That's a good idea, it mimics the reality that resource constraints would have on crude warfare. Wars are, after all, not eternal affairs, and in a technologically limited setting where communication, industry and logistics are severely impaired, they would tend to fizzle out before a conclusive victory could be attained. In our industrialised world, amongst nations that can manage and commit resources with utmost efficiency, wars generally last about five years and can easily result in total victory; this is the kind of war that BM experiences now. Going back through time, to the age in which BM is set, you begin to find wars with excessively long durations. The Hundred Years War, the Thirty Years War, the Byzantine-Sassanid War of 602-628. These were wars that could last generations. Of course, they weren't singular wars, but rather sporadic bouts of fighting broken up by periods of peace, and that is key. The states of the world back then were so base that wars could drag on and on due to their limited capacity to wage them. This is what the type of situation that resource constraints could lead to. Conquests limited to whatever can be achieved within a controlled amount of time, via resource factors. Sounds good.

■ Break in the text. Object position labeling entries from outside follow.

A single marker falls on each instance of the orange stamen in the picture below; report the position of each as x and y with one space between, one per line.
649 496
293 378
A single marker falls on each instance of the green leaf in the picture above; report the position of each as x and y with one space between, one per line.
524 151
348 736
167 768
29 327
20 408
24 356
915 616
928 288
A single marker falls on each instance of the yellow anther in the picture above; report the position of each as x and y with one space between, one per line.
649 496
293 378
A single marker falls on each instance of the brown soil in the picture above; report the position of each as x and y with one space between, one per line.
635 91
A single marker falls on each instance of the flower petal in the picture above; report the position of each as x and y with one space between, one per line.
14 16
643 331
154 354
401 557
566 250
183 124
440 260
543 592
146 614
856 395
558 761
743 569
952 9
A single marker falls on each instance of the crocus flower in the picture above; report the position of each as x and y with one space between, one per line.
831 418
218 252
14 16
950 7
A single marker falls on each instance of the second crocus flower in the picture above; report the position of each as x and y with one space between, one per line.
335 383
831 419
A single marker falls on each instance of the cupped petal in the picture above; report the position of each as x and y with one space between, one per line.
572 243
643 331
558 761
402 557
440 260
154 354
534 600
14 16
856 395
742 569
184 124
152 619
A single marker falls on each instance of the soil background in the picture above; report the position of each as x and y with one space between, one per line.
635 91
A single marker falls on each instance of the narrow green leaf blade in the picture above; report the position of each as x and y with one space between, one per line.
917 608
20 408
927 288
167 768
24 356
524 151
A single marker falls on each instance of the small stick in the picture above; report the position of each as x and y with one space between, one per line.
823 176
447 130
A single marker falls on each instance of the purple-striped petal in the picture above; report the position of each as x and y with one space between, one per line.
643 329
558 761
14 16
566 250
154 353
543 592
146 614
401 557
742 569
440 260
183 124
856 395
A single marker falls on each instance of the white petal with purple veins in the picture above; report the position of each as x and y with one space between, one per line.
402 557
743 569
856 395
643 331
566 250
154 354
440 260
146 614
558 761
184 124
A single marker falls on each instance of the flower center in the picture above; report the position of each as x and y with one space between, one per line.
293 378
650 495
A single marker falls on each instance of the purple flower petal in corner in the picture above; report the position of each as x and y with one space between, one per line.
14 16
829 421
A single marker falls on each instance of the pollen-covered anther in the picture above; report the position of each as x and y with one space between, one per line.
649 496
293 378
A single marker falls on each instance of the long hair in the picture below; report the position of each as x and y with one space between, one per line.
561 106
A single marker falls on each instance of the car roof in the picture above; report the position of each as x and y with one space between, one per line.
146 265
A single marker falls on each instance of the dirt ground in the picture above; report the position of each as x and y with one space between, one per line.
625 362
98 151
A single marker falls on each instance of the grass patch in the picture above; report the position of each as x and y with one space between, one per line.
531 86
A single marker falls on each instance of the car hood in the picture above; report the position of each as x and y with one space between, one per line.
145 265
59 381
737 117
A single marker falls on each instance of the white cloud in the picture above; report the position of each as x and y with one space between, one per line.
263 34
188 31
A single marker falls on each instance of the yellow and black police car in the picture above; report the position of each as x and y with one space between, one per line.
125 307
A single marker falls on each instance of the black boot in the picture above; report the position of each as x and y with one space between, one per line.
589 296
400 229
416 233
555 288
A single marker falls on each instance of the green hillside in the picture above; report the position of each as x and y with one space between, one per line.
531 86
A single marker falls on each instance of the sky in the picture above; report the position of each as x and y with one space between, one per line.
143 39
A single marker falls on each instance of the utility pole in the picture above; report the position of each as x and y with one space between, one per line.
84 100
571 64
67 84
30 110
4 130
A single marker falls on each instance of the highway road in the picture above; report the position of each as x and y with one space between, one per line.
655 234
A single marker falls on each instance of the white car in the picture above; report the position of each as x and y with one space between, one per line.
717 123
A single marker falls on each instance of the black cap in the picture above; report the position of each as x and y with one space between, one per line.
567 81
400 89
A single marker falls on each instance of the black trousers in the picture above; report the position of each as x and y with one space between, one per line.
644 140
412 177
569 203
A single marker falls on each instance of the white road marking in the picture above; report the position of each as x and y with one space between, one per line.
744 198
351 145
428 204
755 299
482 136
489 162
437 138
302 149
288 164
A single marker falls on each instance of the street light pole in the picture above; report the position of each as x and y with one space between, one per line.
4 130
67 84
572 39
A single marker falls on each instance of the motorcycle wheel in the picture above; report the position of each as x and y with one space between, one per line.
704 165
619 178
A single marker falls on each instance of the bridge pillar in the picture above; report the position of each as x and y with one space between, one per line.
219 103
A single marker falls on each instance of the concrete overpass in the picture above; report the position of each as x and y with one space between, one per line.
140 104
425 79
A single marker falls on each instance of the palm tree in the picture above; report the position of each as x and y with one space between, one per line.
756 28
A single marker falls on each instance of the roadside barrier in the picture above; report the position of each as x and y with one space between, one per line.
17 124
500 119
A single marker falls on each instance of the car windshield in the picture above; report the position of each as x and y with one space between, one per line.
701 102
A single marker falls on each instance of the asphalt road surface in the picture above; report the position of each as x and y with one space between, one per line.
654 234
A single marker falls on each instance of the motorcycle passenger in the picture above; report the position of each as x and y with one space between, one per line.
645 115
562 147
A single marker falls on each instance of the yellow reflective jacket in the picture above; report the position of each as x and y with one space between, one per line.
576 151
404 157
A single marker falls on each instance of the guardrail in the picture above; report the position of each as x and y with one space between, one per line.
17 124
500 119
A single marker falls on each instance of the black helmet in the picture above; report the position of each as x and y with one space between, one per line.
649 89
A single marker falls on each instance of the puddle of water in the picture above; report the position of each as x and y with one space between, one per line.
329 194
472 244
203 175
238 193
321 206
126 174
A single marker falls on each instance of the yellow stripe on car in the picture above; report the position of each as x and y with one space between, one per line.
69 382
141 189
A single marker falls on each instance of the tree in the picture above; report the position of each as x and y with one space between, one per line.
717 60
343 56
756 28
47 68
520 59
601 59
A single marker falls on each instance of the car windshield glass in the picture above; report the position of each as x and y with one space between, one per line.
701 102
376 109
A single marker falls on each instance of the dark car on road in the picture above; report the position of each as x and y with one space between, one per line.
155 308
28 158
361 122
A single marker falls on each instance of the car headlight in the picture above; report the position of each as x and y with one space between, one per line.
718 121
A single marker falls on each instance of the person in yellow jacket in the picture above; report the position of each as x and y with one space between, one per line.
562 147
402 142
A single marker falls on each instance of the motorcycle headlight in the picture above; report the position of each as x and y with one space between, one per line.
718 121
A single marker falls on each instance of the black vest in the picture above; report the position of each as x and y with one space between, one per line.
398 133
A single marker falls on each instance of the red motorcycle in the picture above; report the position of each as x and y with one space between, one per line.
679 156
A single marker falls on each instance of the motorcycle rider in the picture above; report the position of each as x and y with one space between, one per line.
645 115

You might also want to take a page out of Machiavelli's book, The Prince. In it he mentions the difficulties states experience when trying to assert themselves in unfamiliar lands. The locals do not care for their new, foreign masters and so the new lands require expensive garrisons. These garrisons prove to be costly, perhaps resulting in a net loss, and are frail, in that they can be easily disrupted. So, relate these things to BM somehow. The ways are obvious and already done to some extent, but they can be made more extensive. Intensify the troubles that realms have in holding conquered lands far away from their capitals.
Also, Scarlett was always talking about how scorched earth style looting is unrealistic. Perhaps looting could be changed as well, so that it can only harm a region, not turn it into uninhabited wasteland.